Checking for a value

Reasoning behind the bench

I’ve been working a bit on my CSSParser (which I will rename to CSSReader og CSSHandler when I get around to it), and one thing I found out was, when reading shorthand values (like: border: 1px solid #00ffff;) you can’t assume they always come in the same order.
If we take a border property as an example:

.something {
  border-right: 1px dashed #00ff00;
  border-left: dashed 1px rgb(255,0,0);
  border-top blue solid 1px;

This shows that the border shorthand value can have a different order of subvalues, and the actual value data can change alot (notice the 3 different ways of defining a color, the rgb() still cause me a bit of trouble). So to set an array (mapped with [‘width’], [‘style’] and [‘color’]) I can’t just split the string and set it, I need to split the string and then try to guess every value. To guess the values I’ll be running through the following process:

I’ve tried to put the checks in the order I would assume most common, so I can continue the loop quickly after each check and skip the following ones.

The test

Link to test

Now the thing is I need to check if one value exists in a predefined list of values (this case it’s particularly the styles, but colors and width as well has some constant names they can use to define the numeric value). I figured there’s 3 ways of doing this.

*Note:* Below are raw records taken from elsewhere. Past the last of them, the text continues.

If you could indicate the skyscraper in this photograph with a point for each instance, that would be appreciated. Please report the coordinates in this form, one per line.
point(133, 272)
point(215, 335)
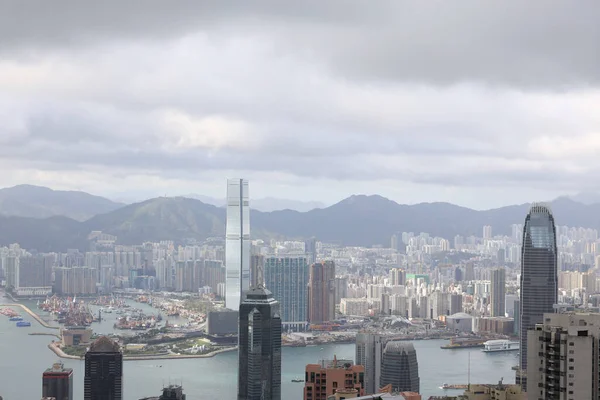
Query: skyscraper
point(259, 373)
point(321, 292)
point(103, 371)
point(539, 282)
point(498, 295)
point(400, 368)
point(369, 353)
point(287, 277)
point(237, 245)
point(57, 382)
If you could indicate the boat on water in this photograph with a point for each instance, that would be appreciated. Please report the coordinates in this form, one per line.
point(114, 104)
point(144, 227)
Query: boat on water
point(492, 346)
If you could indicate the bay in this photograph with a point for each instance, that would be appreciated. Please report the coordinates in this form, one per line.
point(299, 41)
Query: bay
point(24, 358)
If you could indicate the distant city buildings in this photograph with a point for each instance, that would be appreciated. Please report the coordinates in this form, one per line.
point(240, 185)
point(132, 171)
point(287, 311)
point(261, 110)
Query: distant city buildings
point(325, 379)
point(237, 242)
point(259, 349)
point(321, 292)
point(103, 371)
point(369, 354)
point(287, 278)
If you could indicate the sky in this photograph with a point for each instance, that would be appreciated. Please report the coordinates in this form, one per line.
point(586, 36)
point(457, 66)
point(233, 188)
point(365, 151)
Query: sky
point(481, 104)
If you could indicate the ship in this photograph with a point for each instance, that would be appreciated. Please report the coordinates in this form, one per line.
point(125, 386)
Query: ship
point(492, 346)
point(464, 343)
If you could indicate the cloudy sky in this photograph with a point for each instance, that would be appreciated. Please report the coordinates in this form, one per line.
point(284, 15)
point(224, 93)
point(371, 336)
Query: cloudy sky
point(477, 103)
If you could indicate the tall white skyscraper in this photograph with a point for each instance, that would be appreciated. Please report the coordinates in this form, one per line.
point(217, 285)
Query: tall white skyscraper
point(237, 246)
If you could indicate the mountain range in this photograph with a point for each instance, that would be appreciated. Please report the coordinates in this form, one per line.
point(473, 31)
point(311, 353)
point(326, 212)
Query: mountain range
point(358, 220)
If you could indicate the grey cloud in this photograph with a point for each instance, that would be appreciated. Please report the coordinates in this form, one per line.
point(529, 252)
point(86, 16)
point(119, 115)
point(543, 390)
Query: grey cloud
point(526, 44)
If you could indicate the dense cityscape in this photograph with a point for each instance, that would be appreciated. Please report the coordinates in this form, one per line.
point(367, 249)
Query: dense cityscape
point(492, 293)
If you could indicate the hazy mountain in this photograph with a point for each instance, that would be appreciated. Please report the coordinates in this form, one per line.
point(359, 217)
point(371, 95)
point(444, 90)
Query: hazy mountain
point(357, 220)
point(587, 198)
point(266, 204)
point(41, 202)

Actually I started with 5 ways, but as I learned previously I have to keep these tests down in size for it to work properly (the 2 ways I cut will be grayed in the list below):

  1. Having an array with all the predefined values, and checking it with in_array.
  2. Having all the predefined values in a string separated by spaces, then using strpos to look for our value.
  3. Flipping (array_flip) our array from earlier, and instead of in_array we use isset($array[‘our_value’]).
  4. Again using strpos to check, but instead of a string separated by spaces I tried a constant.
  5. Tried a preg_match on a string of values.

I’ve run the test for the same dataset, but testing for values on different positions in the set.

  • first value, is testing for the value which is placed as the first value in the dataset.
  • mid value, is a value there’s somewhere the middle of the set.
  • last value, is last value of the set.
  • no hit, here I test for a value that doesn’t exist in the set.

The obvious winner is the isset method which is almost 5 times faster than checking for the value using the in_array (which was what I would have chosen to start with). To avoid using the array_flip you can always just write the array up with keys and then equal some value, like:

$arr = array("hidden" => 0, "dotted" => 0, "dashed" => 0);

It’s just a hassle to write larger sets of data that way, so using the array_flip function really helps out here, which is also the method I’ve chosen for my CSS project.